Registry Interface

This repository contains the local registry interface used by Cabin's public OSS core:

  • a deterministic local JSON package index;
  • a local file-registry write path for cabin publish --registry-dir;
  • a read-only sparse HTTP client that consumes the same static layout;
  • package archive metadata that preserves the manifest-declared fields the resolver and build pipeline need.

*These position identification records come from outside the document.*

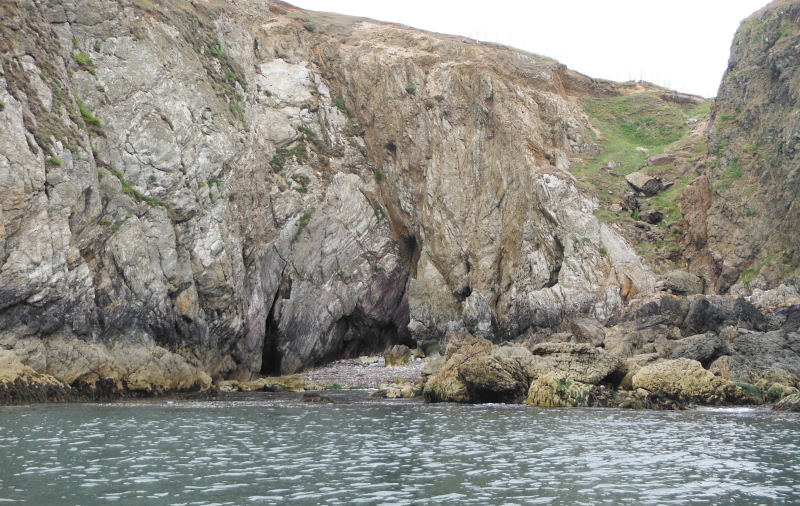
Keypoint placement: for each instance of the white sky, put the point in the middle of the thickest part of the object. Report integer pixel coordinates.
(683, 44)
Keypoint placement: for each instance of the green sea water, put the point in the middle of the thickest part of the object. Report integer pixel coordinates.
(275, 449)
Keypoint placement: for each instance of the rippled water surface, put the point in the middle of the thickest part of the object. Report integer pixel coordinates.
(278, 450)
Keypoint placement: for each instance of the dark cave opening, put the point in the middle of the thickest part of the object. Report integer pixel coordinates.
(271, 355)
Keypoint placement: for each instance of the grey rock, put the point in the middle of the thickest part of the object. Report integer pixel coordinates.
(644, 184)
(704, 348)
(682, 283)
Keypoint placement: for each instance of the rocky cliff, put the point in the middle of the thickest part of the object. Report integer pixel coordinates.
(197, 190)
(744, 211)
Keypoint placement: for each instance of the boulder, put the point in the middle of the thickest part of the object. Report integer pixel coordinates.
(715, 312)
(446, 384)
(397, 390)
(397, 355)
(662, 159)
(630, 202)
(704, 348)
(587, 330)
(789, 403)
(681, 283)
(649, 334)
(553, 390)
(644, 184)
(501, 376)
(20, 383)
(685, 380)
(290, 383)
(651, 216)
(578, 362)
(770, 356)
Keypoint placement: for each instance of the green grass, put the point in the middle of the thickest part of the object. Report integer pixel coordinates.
(749, 275)
(625, 123)
(668, 201)
(88, 117)
(85, 62)
(299, 151)
(338, 102)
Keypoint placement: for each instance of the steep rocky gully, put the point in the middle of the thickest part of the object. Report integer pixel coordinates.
(193, 192)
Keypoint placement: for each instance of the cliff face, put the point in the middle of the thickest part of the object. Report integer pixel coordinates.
(744, 213)
(215, 190)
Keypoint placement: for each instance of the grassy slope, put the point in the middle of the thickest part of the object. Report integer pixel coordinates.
(645, 120)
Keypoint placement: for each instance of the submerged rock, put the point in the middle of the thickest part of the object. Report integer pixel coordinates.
(397, 355)
(790, 403)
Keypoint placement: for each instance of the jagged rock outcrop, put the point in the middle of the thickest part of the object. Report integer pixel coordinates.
(743, 214)
(192, 190)
(687, 381)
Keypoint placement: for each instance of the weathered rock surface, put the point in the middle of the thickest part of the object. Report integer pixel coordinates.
(742, 215)
(446, 384)
(790, 403)
(194, 191)
(686, 381)
(681, 283)
(397, 355)
(644, 184)
(578, 362)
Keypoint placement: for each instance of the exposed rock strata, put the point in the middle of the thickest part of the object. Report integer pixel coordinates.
(639, 360)
(193, 191)
(743, 214)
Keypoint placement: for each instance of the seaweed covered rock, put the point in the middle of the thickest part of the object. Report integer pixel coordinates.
(501, 376)
(790, 403)
(20, 383)
(577, 362)
(553, 390)
(686, 381)
(446, 384)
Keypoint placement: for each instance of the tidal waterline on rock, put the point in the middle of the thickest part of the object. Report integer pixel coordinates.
(274, 449)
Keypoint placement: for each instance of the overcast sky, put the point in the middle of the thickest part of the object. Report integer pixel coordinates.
(680, 43)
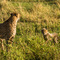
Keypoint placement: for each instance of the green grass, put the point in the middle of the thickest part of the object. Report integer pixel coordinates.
(29, 43)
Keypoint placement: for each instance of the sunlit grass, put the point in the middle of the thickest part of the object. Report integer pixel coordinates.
(29, 43)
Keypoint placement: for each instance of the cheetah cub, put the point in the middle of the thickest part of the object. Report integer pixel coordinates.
(8, 29)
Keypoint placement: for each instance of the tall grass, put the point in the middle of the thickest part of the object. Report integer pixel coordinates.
(29, 43)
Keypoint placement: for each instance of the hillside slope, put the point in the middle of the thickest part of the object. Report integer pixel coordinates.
(29, 43)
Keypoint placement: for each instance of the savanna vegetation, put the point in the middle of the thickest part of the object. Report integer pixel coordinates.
(29, 43)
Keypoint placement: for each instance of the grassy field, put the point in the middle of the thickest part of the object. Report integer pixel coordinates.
(29, 43)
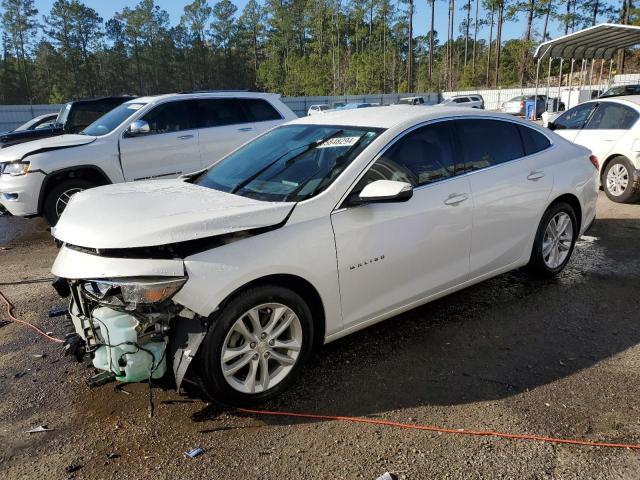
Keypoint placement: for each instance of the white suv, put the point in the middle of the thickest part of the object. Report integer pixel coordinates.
(151, 137)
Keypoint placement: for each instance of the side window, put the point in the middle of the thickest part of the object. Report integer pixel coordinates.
(534, 141)
(260, 110)
(575, 118)
(612, 116)
(170, 117)
(217, 112)
(489, 142)
(423, 156)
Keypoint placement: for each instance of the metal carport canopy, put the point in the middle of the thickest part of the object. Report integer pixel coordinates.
(598, 42)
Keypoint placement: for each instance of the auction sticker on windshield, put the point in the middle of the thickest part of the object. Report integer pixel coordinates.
(339, 142)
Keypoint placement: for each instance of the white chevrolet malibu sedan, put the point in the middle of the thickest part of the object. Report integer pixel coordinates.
(312, 231)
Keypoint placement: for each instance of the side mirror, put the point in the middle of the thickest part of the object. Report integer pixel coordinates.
(138, 127)
(385, 191)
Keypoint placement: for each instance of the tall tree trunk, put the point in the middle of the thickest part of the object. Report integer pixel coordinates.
(466, 33)
(475, 40)
(489, 42)
(499, 40)
(431, 33)
(546, 20)
(410, 52)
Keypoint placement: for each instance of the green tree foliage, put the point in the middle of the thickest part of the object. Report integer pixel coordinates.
(292, 47)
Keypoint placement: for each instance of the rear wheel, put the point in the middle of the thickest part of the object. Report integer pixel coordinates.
(57, 199)
(618, 181)
(256, 346)
(555, 240)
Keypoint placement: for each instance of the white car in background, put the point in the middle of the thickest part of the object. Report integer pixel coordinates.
(150, 137)
(316, 109)
(312, 231)
(470, 101)
(610, 129)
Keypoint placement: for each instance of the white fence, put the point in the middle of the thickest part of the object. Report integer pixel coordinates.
(12, 116)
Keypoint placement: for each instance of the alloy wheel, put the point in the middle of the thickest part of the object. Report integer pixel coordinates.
(557, 240)
(261, 348)
(63, 199)
(617, 179)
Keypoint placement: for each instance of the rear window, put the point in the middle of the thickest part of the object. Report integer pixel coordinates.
(260, 110)
(489, 142)
(533, 141)
(216, 112)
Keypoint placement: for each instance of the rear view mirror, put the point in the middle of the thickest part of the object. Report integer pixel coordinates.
(385, 191)
(138, 127)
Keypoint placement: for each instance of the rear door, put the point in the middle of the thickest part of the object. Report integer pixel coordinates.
(393, 254)
(606, 125)
(262, 113)
(224, 126)
(510, 178)
(169, 149)
(569, 124)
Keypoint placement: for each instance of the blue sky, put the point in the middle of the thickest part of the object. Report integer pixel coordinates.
(106, 9)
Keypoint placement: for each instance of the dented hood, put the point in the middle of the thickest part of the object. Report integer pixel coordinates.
(23, 150)
(160, 212)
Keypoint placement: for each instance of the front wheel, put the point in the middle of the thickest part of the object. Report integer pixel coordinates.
(57, 199)
(256, 346)
(555, 240)
(617, 181)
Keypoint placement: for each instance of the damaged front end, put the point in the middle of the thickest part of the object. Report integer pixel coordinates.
(130, 326)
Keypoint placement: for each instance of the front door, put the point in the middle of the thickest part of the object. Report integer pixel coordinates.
(394, 254)
(169, 149)
(510, 180)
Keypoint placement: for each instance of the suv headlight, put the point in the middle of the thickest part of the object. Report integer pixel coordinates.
(129, 292)
(15, 169)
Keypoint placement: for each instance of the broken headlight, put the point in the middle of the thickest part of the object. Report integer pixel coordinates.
(15, 169)
(129, 292)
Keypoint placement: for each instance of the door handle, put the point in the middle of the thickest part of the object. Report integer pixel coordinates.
(456, 198)
(535, 175)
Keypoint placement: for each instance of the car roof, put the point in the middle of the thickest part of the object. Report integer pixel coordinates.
(388, 116)
(634, 100)
(212, 94)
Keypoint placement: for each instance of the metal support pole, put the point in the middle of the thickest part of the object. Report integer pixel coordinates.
(573, 61)
(546, 107)
(560, 82)
(600, 77)
(535, 95)
(610, 70)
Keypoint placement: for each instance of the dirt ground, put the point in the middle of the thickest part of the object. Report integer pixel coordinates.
(558, 358)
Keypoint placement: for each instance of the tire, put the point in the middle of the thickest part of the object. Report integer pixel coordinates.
(543, 264)
(52, 209)
(235, 388)
(618, 181)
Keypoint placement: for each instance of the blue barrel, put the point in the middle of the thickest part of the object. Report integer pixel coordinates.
(530, 109)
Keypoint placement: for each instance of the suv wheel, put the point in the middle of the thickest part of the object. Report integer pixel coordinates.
(554, 242)
(256, 346)
(57, 199)
(617, 181)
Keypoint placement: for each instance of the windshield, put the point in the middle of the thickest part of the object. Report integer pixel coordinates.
(290, 163)
(110, 120)
(63, 114)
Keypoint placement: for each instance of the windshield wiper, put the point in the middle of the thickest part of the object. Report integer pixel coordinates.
(340, 158)
(289, 162)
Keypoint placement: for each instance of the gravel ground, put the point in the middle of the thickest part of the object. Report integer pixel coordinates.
(558, 358)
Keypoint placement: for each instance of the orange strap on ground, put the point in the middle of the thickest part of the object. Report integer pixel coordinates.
(412, 426)
(9, 306)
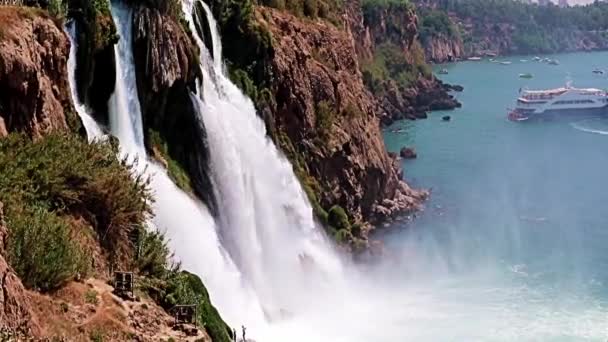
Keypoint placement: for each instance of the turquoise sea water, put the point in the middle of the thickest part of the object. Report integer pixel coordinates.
(514, 240)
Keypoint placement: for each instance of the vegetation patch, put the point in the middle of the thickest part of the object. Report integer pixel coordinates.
(175, 170)
(46, 184)
(169, 286)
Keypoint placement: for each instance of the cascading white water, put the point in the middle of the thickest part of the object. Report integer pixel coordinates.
(128, 128)
(93, 130)
(185, 221)
(261, 203)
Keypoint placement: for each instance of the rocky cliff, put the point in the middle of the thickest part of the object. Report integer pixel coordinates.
(441, 49)
(166, 64)
(17, 318)
(326, 120)
(34, 91)
(397, 72)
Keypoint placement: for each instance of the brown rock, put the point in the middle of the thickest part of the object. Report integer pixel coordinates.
(34, 89)
(16, 314)
(313, 63)
(166, 64)
(408, 153)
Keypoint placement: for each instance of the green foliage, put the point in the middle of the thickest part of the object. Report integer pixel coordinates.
(41, 250)
(325, 119)
(153, 254)
(58, 9)
(435, 23)
(371, 8)
(536, 28)
(176, 171)
(45, 182)
(343, 236)
(242, 80)
(325, 9)
(90, 297)
(183, 288)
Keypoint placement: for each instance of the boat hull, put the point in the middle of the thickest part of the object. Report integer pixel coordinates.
(559, 113)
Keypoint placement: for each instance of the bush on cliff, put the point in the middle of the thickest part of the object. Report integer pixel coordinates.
(41, 250)
(62, 178)
(169, 286)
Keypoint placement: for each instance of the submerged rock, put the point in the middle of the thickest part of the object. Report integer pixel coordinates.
(408, 153)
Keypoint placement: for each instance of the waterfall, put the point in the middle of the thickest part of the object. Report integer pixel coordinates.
(186, 222)
(93, 130)
(125, 111)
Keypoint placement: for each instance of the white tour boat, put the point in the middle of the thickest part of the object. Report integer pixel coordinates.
(565, 101)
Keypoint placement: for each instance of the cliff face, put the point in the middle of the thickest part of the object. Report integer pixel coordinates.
(167, 66)
(326, 115)
(394, 31)
(441, 49)
(95, 67)
(34, 89)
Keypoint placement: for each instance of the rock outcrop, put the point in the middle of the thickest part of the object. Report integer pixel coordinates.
(166, 66)
(397, 26)
(95, 67)
(441, 49)
(34, 89)
(326, 115)
(17, 319)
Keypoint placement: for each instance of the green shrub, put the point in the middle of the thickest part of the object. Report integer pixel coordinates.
(90, 297)
(325, 119)
(153, 254)
(343, 236)
(58, 9)
(41, 250)
(44, 182)
(175, 170)
(184, 288)
(337, 218)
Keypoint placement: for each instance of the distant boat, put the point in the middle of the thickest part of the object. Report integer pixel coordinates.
(564, 101)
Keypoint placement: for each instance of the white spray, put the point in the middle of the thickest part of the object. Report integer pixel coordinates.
(93, 130)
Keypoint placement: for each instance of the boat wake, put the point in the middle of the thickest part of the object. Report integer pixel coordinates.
(594, 126)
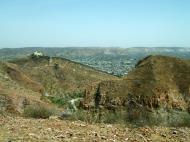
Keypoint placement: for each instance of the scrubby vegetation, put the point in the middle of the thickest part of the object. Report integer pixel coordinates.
(38, 111)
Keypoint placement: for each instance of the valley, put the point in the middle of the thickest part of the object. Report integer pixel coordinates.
(95, 95)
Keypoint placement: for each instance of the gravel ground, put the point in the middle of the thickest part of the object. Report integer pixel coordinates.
(18, 129)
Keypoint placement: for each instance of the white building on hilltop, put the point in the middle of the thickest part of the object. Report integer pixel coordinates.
(38, 54)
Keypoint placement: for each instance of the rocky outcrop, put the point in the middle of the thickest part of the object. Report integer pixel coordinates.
(157, 82)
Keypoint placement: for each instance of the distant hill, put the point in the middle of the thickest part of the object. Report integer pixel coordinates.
(157, 86)
(117, 61)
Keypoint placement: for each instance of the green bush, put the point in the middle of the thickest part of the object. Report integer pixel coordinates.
(38, 111)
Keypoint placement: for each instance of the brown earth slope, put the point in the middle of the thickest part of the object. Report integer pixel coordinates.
(59, 76)
(157, 82)
(25, 81)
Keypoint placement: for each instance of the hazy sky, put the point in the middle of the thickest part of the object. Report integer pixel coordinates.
(124, 23)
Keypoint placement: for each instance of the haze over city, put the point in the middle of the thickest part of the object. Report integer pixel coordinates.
(103, 23)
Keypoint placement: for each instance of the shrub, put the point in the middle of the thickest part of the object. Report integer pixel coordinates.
(38, 111)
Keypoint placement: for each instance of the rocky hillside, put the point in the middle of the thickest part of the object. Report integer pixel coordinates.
(26, 81)
(157, 83)
(59, 75)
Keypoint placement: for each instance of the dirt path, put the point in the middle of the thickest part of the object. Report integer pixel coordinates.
(53, 130)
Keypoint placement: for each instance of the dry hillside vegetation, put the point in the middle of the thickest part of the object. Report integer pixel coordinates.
(58, 75)
(159, 86)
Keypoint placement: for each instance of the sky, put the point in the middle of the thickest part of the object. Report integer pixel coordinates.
(102, 23)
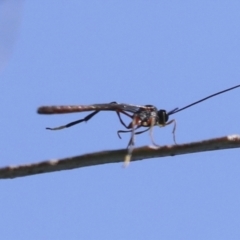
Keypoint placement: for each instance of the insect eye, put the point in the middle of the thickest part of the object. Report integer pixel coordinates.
(163, 116)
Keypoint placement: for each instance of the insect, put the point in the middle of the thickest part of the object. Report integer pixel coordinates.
(146, 116)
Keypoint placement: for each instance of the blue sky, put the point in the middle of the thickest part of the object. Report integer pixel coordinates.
(165, 53)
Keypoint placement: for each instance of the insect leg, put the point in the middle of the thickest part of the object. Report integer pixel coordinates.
(131, 143)
(174, 129)
(75, 122)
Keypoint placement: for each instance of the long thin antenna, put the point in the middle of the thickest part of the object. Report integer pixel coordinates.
(213, 95)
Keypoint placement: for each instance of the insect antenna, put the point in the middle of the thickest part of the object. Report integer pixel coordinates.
(201, 100)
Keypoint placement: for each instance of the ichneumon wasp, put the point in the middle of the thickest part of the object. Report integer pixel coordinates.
(146, 116)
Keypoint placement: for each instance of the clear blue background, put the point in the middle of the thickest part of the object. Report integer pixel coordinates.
(165, 53)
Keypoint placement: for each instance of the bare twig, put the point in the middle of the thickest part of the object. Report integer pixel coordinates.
(114, 156)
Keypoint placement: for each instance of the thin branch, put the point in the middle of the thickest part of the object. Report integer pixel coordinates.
(115, 156)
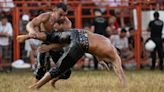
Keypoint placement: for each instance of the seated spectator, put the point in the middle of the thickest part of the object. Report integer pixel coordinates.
(5, 34)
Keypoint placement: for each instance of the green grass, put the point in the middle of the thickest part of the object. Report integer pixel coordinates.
(87, 81)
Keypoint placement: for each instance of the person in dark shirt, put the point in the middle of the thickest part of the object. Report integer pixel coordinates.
(155, 28)
(99, 26)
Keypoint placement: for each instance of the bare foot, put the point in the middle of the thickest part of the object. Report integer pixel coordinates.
(22, 38)
(53, 82)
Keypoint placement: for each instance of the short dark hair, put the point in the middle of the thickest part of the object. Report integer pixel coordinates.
(97, 10)
(131, 29)
(4, 17)
(123, 30)
(62, 6)
(156, 14)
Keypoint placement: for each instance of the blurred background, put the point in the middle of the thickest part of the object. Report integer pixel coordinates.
(124, 22)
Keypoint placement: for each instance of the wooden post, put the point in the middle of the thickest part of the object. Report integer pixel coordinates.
(138, 37)
(16, 33)
(78, 16)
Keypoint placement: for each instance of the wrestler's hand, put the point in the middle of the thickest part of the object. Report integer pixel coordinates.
(54, 81)
(33, 34)
(22, 38)
(43, 48)
(33, 86)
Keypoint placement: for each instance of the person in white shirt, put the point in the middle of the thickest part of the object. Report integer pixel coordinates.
(6, 32)
(6, 5)
(31, 46)
(121, 43)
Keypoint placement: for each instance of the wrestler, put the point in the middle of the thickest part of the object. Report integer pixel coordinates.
(44, 22)
(79, 42)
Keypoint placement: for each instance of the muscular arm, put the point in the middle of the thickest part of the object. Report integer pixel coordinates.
(37, 21)
(66, 24)
(46, 48)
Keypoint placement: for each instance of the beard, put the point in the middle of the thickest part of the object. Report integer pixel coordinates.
(60, 21)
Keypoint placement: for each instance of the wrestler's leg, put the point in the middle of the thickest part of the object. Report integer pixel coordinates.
(69, 58)
(41, 67)
(114, 58)
(55, 55)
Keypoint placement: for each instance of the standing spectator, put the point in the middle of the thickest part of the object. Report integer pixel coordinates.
(5, 34)
(155, 27)
(113, 26)
(121, 43)
(23, 23)
(6, 5)
(31, 46)
(99, 26)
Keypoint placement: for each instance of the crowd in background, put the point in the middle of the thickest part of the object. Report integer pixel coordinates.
(121, 37)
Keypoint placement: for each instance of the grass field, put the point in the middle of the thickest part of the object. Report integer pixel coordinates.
(87, 81)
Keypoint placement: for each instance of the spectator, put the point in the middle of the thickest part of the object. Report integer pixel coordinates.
(113, 26)
(23, 23)
(5, 34)
(155, 27)
(6, 5)
(121, 43)
(99, 26)
(31, 46)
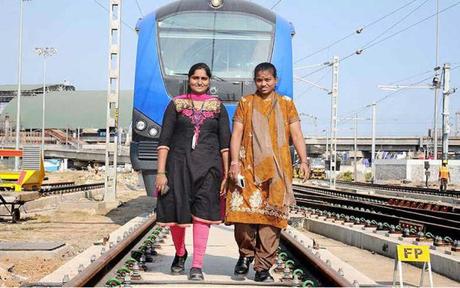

It does not contain a non-local registry service, account system, ownership workflow, package yanking workflow, signing policy, upload API, or other non-local registry control plane. Those concerns are outside this repository's local-core boundary.

Local File Registry

cabin publish --registry-dir <dir> writes a deterministic file registry that the resolver can read back through --index-path <dir>.

<registry>/
  config.json
  packages/
    fmt.json
    spdlog.json
  artifacts/
    fmt/
      fmt-10.2.1.tar.gz
    spdlog/
      spdlog-1.13.0.tar.gz

config.json identifies the registry layout and the relative packages and artifacts directories. Each packages/<name>.json file contains the deterministic per-package version list. Each version points at its source archive by a registry-relative path such as ../artifacts/fmt/fmt-10.2.1.tar.gz.

The file-registry writer:

  • stages package archives and canonical metadata through the same package code used by cabin package;
  • validates package names before they become path components;
  • rejects duplicate versions;
  • writes version entries in deterministic semver order;
  • replaces the artifact and the per-package index atomically: each file is staged in a sibling temporary file and only renamed onto its destination after a successful write, so an interrupted publish leaves the previous artifact and index in place;
  • uses a simple registry lock file to avoid concurrent mutation;
  • keeps archive checksums in the index so the artifact pipeline can verify bytes before extraction.

The existing read path (cabin resolve, cabin fetch, cabin build --index-path) accepts either a registry root with config.json or the legacy flat-fixture layout described in package-index.md, so a registry written by cabin publish --registry-dir can be consumed end to end without any conversion step:

cabin publish --manifest-path fmt/cabin.toml --registry-dir registry
cabin resolve --manifest-path app/cabin.toml --index-path registry
cabin fetch   --manifest-path app/cabin.toml --index-path registry --cache-dir cache
cabin build   --manifest-path app/cabin.toml --index-path registry --cache-dir cache --build-dir build

Sparse HTTP Read Path

The sparse HTTP client reads the same file-registry shape over plain GET requests:

  • GET <url>/config.json
  • GET <url>/packages/<name>.json
  • GET <url>/artifacts/<name>/<name>-<version>.tar.gz

The client is read-only. It does not publish packages, mutate registry state, persist HTTP metadata for offline use, or infer a default remote source. Commands that need an index source require --index-path, --index-url, or a local config default.

HTTP archive bytes still flow through the artifact cache. Cabin hashes the bytes, checks them against the index's sha256:<hex> value, stores the archive under the content-addressed cache path, and extracts it with the same path-traversal protections used for local archives.

Transport And Format Boundaries

The package index document shape is shared by the local filesystem and sparse HTTP read paths. Transport-specific code lives outside the domain model:

  • cabin-index parses package index documents from local files;
  • cabin-registry-file owns the local mutable file-registry layout;
  • cabin-index-http performs read-only HTTP fetches and hands the retrieved JSON to the same typed index model;
  • cabin-artifact verifies, caches, and extracts source archives without knowing whether bytes came from a file or HTTP.

The separation is intentional: adding a new local or static read transport should not require changing package metadata, the lockfile, or the build planner.

Out Of Scope

The local OSS core deliberately excludes:

  • network-backed package publishing;
  • non-local registry account or ownership workflows;
  • package yanking / unpublishing;
  • artifact signing policy;
  • Git repository indexes;
  • persistent HTTP metadata caching;
  • binary artifact caches or remote build caches.

See package-index.md, package-format.md, and artifacts.md for the concrete on-disk documents and archive rules.